Frakt et al8 found that provider-owned insurers had higher premiums in the Medicare Advantage market in 2009. However, premiums in the Medicare Advantage market are highly regulated. If a plan submits a bid below the benchmark, the plan receives a rebate that it must use to increase benefits. Half of the plans in the sample used by Frakt et al had $0 premiums.

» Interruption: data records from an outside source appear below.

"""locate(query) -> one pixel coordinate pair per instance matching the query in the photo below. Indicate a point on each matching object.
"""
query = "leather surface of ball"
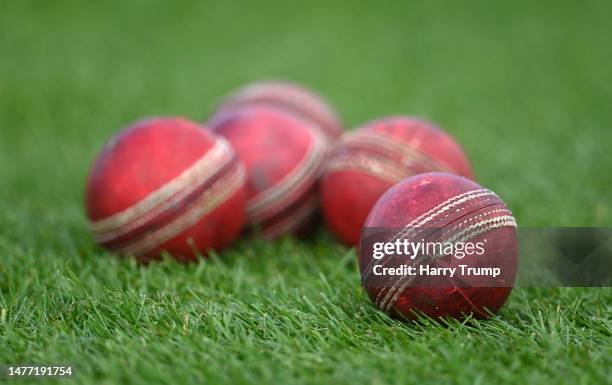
(441, 207)
(165, 184)
(291, 97)
(283, 156)
(364, 164)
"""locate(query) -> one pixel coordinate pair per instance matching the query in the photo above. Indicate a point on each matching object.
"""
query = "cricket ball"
(364, 164)
(291, 97)
(283, 157)
(166, 185)
(444, 210)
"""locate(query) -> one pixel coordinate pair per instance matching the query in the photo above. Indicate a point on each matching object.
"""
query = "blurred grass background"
(526, 87)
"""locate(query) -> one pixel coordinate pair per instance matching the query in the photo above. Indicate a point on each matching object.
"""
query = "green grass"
(525, 87)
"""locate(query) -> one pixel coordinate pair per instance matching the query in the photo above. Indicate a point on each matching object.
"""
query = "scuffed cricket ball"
(166, 185)
(290, 97)
(440, 245)
(283, 156)
(366, 163)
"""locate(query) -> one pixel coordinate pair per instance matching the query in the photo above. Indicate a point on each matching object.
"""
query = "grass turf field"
(524, 86)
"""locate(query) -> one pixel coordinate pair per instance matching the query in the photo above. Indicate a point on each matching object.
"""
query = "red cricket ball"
(291, 97)
(166, 185)
(441, 209)
(366, 163)
(283, 156)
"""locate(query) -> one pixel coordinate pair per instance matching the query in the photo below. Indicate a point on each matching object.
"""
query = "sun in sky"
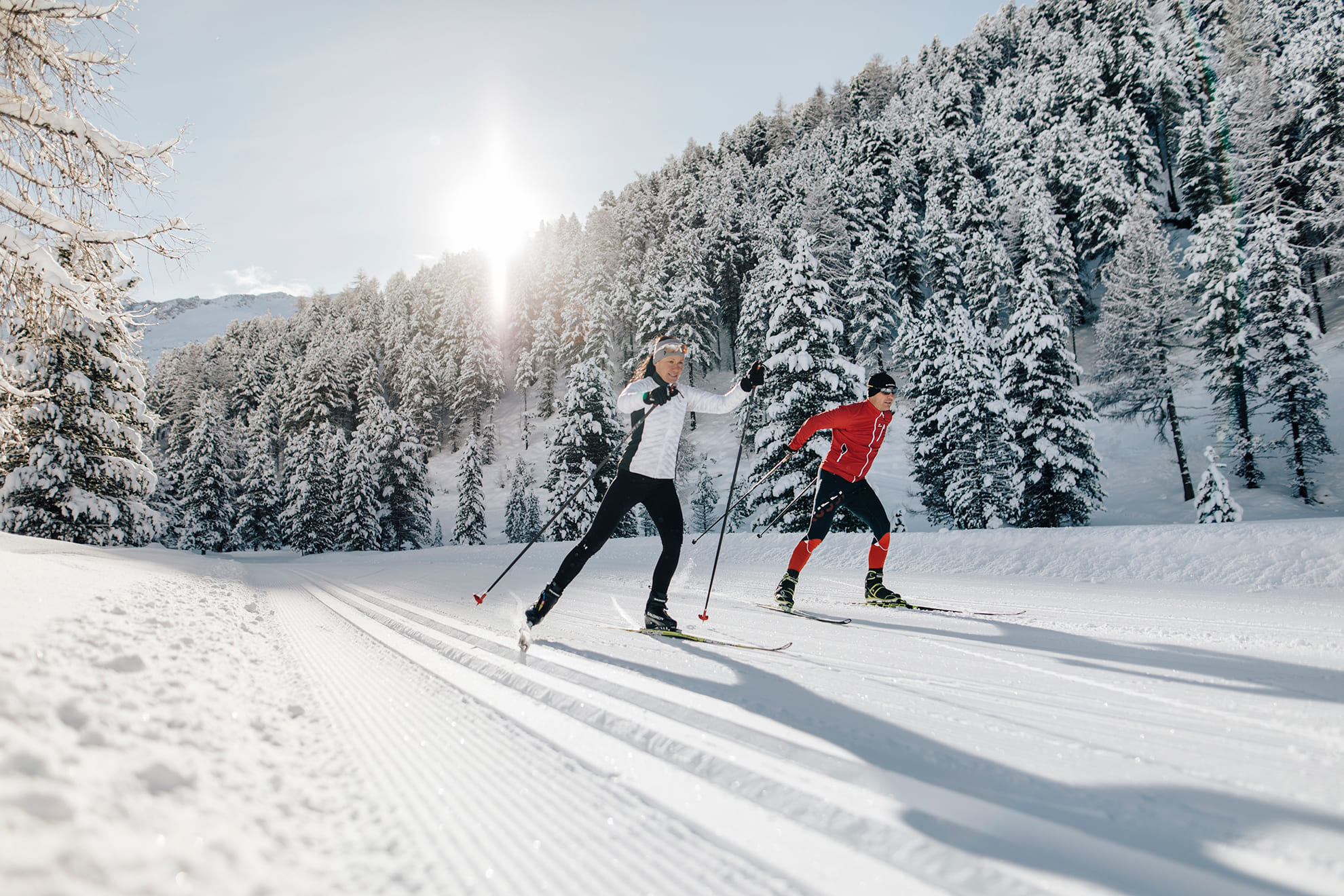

The degree of standardization in individual policies brought about by the Affordable Care Act (ACA) offers a novel opportunity to compare premiums between provider-owned and traditional insurers. Premiums are publicly available, insurance products are standardized, and premiums depend on consumer characteristics to a limited degree and in ways that are observable. For plans sold on the exchanges, robust risk adjustment weakens the close correspondence between insurers’ profits and enrollee characteristics that exists in most other insurance markets.

Blumberg et al,9 using 2016 data on premiums for plans sold on the exchanges, found that the minimum Silver plan premium in a market was $12 lower if 1 of the insurers participating in the market was provider owned. Their analysis had 1 observation per market.

La Forgia et al10 used 2016 data for plans sold on the exchanges in 30 states to compare premiums between provider-owned insurers and 5 categories of traditional insurers. They found that premiums for Blue Cross Blue Shield plans were similar to those for provider-owned insurers, but premiums for national commercial plans were $260 higher. Our study differs from theirs in a number of respects. We (1) use data covering all 50 states and Washington, DC; (2) compare premiums between provider-owned insurers and all other insurers, which we believe is a more interesting, policy-relevant comparison; (3) include market, versus state, fixed effects; (4) adjust standard errors for clustering of plans by market and by insurer; and (5) use 2017 data.